Ruby enumerators are slow... and wonderful
Ruby Enumerators are a really cool abstraction. They can be used in many ways. I particularly love that, in the standard library, most methods that take a block to iterate over something will return an enumerator when invoked without it. For instance, Enumerable#map
or CSV.for_each
use this convention.
I hadn’t found a practical use case for them until I needed to process several CSV files advancing through them at the same time. I could grab an enumerator for each CSV file and make them advance as I wanted. It worked like a charm, but I noticed it was very slow.

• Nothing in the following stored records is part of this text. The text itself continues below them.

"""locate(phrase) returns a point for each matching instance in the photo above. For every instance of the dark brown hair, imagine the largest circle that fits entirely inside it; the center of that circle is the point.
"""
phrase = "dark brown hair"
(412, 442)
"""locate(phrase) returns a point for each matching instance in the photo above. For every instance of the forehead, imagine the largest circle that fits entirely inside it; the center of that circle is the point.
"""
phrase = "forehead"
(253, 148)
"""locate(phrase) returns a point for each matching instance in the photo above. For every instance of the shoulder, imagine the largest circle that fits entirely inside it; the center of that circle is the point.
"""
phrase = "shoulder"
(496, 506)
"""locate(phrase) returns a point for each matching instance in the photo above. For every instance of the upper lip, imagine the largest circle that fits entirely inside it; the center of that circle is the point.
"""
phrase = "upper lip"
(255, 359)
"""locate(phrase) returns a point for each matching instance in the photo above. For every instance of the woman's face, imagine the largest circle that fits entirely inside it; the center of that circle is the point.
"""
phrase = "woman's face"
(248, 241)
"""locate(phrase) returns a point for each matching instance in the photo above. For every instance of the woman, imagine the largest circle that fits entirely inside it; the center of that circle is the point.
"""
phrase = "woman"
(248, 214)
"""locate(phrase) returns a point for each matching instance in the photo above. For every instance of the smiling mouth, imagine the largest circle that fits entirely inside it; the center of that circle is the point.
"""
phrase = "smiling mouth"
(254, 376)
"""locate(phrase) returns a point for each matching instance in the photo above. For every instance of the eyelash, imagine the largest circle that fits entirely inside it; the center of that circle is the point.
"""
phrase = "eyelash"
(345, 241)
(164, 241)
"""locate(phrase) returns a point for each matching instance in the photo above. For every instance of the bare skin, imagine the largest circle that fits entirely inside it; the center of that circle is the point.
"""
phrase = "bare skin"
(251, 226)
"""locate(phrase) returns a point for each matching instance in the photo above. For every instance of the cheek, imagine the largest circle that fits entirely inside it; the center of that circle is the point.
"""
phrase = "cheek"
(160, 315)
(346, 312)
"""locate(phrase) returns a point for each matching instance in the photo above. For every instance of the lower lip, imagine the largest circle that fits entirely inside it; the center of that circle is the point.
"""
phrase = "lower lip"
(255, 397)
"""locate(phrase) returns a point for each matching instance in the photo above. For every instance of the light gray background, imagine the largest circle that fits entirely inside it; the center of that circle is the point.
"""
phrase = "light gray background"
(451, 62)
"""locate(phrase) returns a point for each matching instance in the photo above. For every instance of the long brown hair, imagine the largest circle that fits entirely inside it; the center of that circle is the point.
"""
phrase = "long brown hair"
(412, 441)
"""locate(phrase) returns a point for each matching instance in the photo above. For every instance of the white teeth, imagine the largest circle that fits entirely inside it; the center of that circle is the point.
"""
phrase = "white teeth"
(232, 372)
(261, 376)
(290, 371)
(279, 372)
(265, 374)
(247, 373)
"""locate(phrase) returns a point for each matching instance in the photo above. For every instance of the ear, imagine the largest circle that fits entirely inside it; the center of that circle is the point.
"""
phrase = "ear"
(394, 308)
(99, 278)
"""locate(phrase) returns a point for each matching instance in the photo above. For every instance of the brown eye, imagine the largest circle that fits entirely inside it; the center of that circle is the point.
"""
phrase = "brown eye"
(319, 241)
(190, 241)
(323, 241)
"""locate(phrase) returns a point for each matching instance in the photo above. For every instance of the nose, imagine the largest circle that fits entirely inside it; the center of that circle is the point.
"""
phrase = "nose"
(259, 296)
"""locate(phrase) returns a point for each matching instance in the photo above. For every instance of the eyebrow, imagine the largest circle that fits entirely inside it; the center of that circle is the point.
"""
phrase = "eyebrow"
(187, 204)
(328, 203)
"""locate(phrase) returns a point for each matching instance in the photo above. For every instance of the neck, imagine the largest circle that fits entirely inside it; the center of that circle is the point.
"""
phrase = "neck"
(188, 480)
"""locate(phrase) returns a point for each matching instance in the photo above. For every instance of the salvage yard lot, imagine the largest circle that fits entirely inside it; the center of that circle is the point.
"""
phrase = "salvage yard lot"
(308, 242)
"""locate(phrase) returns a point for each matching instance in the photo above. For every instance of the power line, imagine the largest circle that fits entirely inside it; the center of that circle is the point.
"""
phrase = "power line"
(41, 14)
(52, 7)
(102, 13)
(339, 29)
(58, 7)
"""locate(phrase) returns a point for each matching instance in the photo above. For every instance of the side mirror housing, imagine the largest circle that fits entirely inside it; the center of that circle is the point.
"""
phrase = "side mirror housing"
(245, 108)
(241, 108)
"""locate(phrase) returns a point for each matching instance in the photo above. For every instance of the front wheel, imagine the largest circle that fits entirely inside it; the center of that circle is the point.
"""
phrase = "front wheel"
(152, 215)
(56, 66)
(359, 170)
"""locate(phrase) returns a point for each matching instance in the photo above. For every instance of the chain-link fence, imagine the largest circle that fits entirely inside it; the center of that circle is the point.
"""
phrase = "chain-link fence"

I decided to profile and compare them with their internal iterator counterpart:
require 'benchmark/ips'
COUNT = 500000
Benchmark.ips do |x|
x.report('Enumerable') do
total = 0
COUNT.times do |i|
total += i
end
end
x.report('Enumerator') do
total = 0
enumerator = COUNT.times
while true
begin
total += enumerator.next
rescue StopIteration
break
end
end
end
end
Results (Ruby 2.4.0):
Enumerable 37.073 (± 5.4%) i/s - 186.000 in 5.030412s
Enumerator 1.588 (± 0.0%) i/s - 8.000 in 5.040230s
As you see, Enumerators are much slower that the corresponding internal iterator. I can’t use them in my case since CSV processing speed was key to the global performance of the system, but I still love them.